Renan neigte zu der Ansicht, dass Alle, die da arbeiten und wirken, von der Weltenmacht zu einem höheren Zwecke kraft dessen ausgebeutet werden, was Hegel, der einen ungemeinen Einfluss auf Renan geübt, die List der Idee, er selbst jedoch den Macchiavellismus der Natur nannte.

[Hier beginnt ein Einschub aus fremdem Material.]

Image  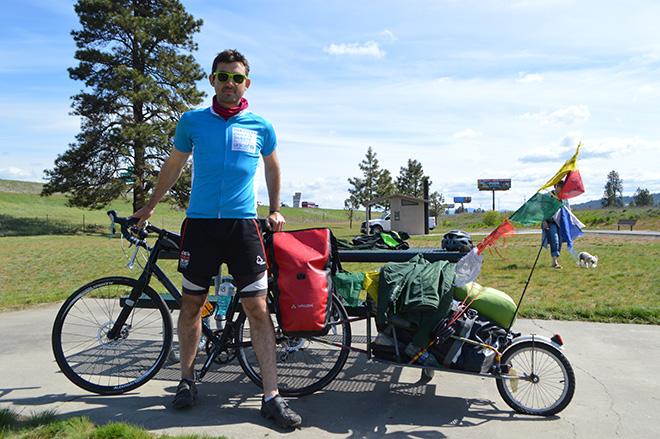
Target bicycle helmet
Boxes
[441,230,474,252]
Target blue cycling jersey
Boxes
[174,107,276,218]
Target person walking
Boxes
[542,181,566,268]
[132,49,302,429]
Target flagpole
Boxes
[506,242,544,332]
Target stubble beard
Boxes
[217,89,241,107]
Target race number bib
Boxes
[231,127,258,153]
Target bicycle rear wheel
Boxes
[52,276,173,395]
[236,294,351,397]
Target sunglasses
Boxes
[212,71,248,84]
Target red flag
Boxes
[477,219,516,255]
[558,169,585,200]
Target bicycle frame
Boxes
[107,225,246,380]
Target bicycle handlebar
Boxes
[107,210,273,247]
[107,210,152,246]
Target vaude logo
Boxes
[255,255,266,265]
[291,304,313,310]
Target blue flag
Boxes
[556,206,585,250]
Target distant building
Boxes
[301,201,319,208]
[293,192,301,208]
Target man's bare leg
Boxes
[178,293,207,381]
[241,295,278,398]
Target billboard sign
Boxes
[453,196,472,203]
[478,179,511,191]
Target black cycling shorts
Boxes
[177,218,267,294]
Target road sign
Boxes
[453,196,472,203]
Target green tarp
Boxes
[377,254,456,347]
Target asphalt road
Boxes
[432,229,660,238]
[1,303,659,438]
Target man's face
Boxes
[210,61,251,107]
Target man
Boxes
[132,49,302,428]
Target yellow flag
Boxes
[538,142,582,192]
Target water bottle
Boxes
[214,275,235,330]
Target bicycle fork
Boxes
[107,266,154,340]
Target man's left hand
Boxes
[267,211,285,232]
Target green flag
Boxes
[509,193,562,226]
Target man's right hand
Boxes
[131,205,155,228]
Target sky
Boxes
[1,0,659,210]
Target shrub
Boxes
[482,210,501,227]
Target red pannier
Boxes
[266,228,339,337]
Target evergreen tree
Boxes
[395,159,431,198]
[347,147,394,209]
[376,168,396,200]
[428,190,445,217]
[42,0,205,210]
[632,187,653,207]
[601,170,624,207]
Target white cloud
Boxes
[257,176,348,209]
[522,105,591,125]
[518,136,647,164]
[0,166,30,177]
[323,41,385,58]
[517,72,544,83]
[0,166,35,180]
[453,129,483,139]
[380,30,398,42]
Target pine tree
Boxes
[42,0,205,211]
[632,187,653,207]
[601,170,624,207]
[428,190,445,217]
[395,159,431,198]
[346,147,394,209]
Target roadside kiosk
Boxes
[367,194,427,235]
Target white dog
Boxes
[577,252,599,268]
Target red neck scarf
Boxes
[212,96,249,120]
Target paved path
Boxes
[1,303,659,438]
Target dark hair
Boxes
[212,49,250,76]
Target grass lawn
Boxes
[414,234,660,323]
[0,408,225,439]
[1,179,658,323]
[1,230,658,323]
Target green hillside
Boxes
[0,179,44,194]
[0,179,360,237]
[1,179,658,238]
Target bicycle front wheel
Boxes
[497,341,576,416]
[52,277,173,395]
[236,294,351,397]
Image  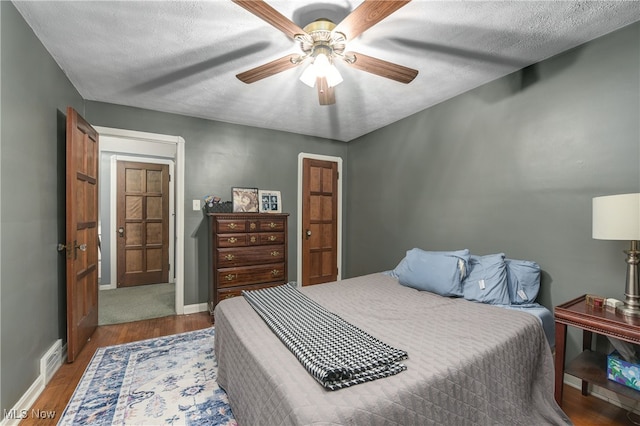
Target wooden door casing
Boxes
[116,161,170,287]
[302,158,338,286]
[65,107,99,363]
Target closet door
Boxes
[301,158,338,286]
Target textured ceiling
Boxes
[13,1,640,142]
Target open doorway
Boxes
[96,126,185,324]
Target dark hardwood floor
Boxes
[20,313,211,426]
[562,385,639,425]
[19,312,638,425]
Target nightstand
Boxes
[554,295,640,406]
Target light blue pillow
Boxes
[463,254,510,305]
[505,258,541,304]
[396,248,470,297]
[385,256,407,279]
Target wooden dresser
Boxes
[208,213,288,317]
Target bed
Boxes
[214,272,572,425]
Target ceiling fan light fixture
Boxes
[299,49,343,89]
[299,62,318,87]
[314,53,343,87]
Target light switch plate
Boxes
[192,199,200,211]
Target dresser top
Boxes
[207,212,289,218]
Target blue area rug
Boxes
[58,328,236,425]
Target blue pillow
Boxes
[385,256,407,279]
[396,248,470,297]
[463,254,510,305]
[505,259,541,304]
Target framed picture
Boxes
[259,190,282,213]
[232,187,259,212]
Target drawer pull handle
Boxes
[271,251,280,257]
[227,237,238,244]
[250,223,257,230]
[271,269,281,277]
[225,274,236,281]
[268,235,277,241]
[225,254,235,261]
[227,223,237,230]
[269,222,277,229]
[223,294,235,300]
[250,236,257,243]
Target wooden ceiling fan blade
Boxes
[317,77,336,105]
[345,51,418,84]
[237,54,301,84]
[333,0,411,41]
[233,0,306,40]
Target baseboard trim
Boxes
[1,341,67,425]
[0,376,45,425]
[564,374,640,414]
[183,302,208,315]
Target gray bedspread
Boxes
[214,273,572,425]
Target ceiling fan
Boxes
[233,0,419,105]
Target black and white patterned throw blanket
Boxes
[242,284,408,390]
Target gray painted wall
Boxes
[345,22,640,364]
[0,1,84,413]
[83,102,348,305]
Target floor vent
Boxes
[40,339,62,385]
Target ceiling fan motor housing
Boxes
[295,18,347,64]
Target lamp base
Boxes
[617,241,640,317]
[616,304,640,317]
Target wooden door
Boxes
[65,107,99,363]
[302,158,339,285]
[116,161,170,287]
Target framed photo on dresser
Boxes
[259,190,282,213]
[232,187,259,212]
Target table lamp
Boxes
[593,193,640,316]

Diese Ansicht hat eine stete Ironie in Renan's Haltung zur Folge gehabt. Er will sich zwar um Genüsse betrügen lassen, ohne Lohn arbeiten und entsagen, da doch alle Arbeit viel Entsagung fordert, allein er will dem All gegenüber, das er als alter Theologe gerne personificirt, eine Haltung bewahren, die bezeugt, er wisse sich getäuscht. Daher liegt ihm aller Pharisäismus so ferne. Er ist nicht stolz auf seine Tugenden. Er weiss, als tugendhaft wird er geprellt. Doch er willigt ein, sich prellen zu lassen.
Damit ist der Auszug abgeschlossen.